The implication is that the insurance industry and its customers will have to deal with the uncertainty of this issue for perhaps several more years.
Regarding retirement security and pension reform, Congress will be dealing with these issues in two parts.
One piece of legislation, introduced as the Growing Real Ownership for Workers Act of 2005, HR 3304, or GROW, by Rep. Jim McCreary, R-La., chairman of the House Ways and Means Committee subcommittee that deals with Social Security, would create private accounts in Social Security by allowing workers to designate part of their contributions to the Social Security fund to go into private accounts. The chairman of the full committee, Rep. Bill Thomas, R-Calif., hopes to make this legislation more acceptable to Democrats by including sweeteners dealing with retirement security.
Legislation reforming the defined pension benefit system will also be considered.

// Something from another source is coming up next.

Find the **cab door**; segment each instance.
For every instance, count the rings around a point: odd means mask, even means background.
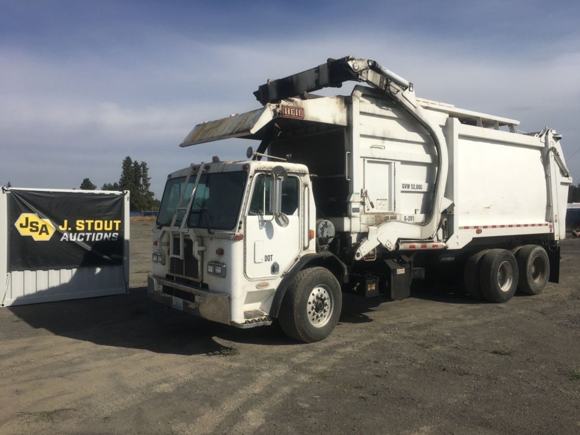
[[[281,211],[288,218],[285,227],[274,219],[273,177],[256,175],[252,189],[245,218],[246,276],[275,278],[293,263],[300,251],[300,179],[289,175],[282,182]]]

Regarding retirement security, as part of Thomas’ effort to enlist the support of a wary insurance industry, he has asked the industry to devise a product that would provide inside buildup as an incentive for individuals to purchase long term care insurance. The insurance industry has done so and also has made other suggestions for retirement savings incentives that could be included in such legislation as a means of broadening its support in Congress.

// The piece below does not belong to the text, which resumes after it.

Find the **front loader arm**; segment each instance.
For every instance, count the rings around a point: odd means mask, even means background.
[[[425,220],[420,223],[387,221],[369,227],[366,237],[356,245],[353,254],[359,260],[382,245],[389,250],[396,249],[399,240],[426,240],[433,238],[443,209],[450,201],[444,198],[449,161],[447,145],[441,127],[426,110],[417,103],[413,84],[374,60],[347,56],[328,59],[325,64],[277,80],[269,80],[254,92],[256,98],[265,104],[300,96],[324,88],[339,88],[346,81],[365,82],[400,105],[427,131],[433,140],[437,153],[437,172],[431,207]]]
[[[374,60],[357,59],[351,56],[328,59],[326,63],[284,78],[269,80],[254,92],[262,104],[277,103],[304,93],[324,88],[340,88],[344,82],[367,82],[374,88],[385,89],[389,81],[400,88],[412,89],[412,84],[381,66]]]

“This is the biggest issue in the House,” says Dorgan. She believes the GROW bill and the retirement savings package will be introduced this fall by Thomas as separate bills and then combined. Regarding the LTC with inside buildup provision, Dorgan says the industry refers to it as a “hybrid product proposal.” She says ACLI members, as well as Thomas, are interested in LTC combination products. “We have been examining ways to develop such products–merge policies together, such as a long term care policy with an annuity, for example,” Dorgan says. “Of course, there are difficulties to this approach–policies are underwritten differently, and combining qualified long term care insurance with annuities is not currently permitted by the tax law–and these are being ironed out.”
Other provisions the insurance industry is asking the committee to support are tax incentives for people to purchase both qualified and nonqualified annuities. “So many individuals have put their savings into homes,” Dorgan says, and they count on the equity in their homes to finance their retirement. “But look at New Orleans,” she says. “In this case, the equity will be needed to put into rebuilding.
“Our products offer security to people as they retire,” Dorgan says. “So, we see the hurricane as another example of Congress needing to deal with the issue of providing more incentives for people to save for retirement. Americans need security. We all understand that Social Security is not enough. We need to have more than just Social Security to help through retirement.”
The product the industry is promoting would provide lifetime payments in retirement through a fixed annuity where 50% up to a $20,000 payment annually would be tax-free. Bills providing such a tax advantage have been introduced in both the House and the Senate.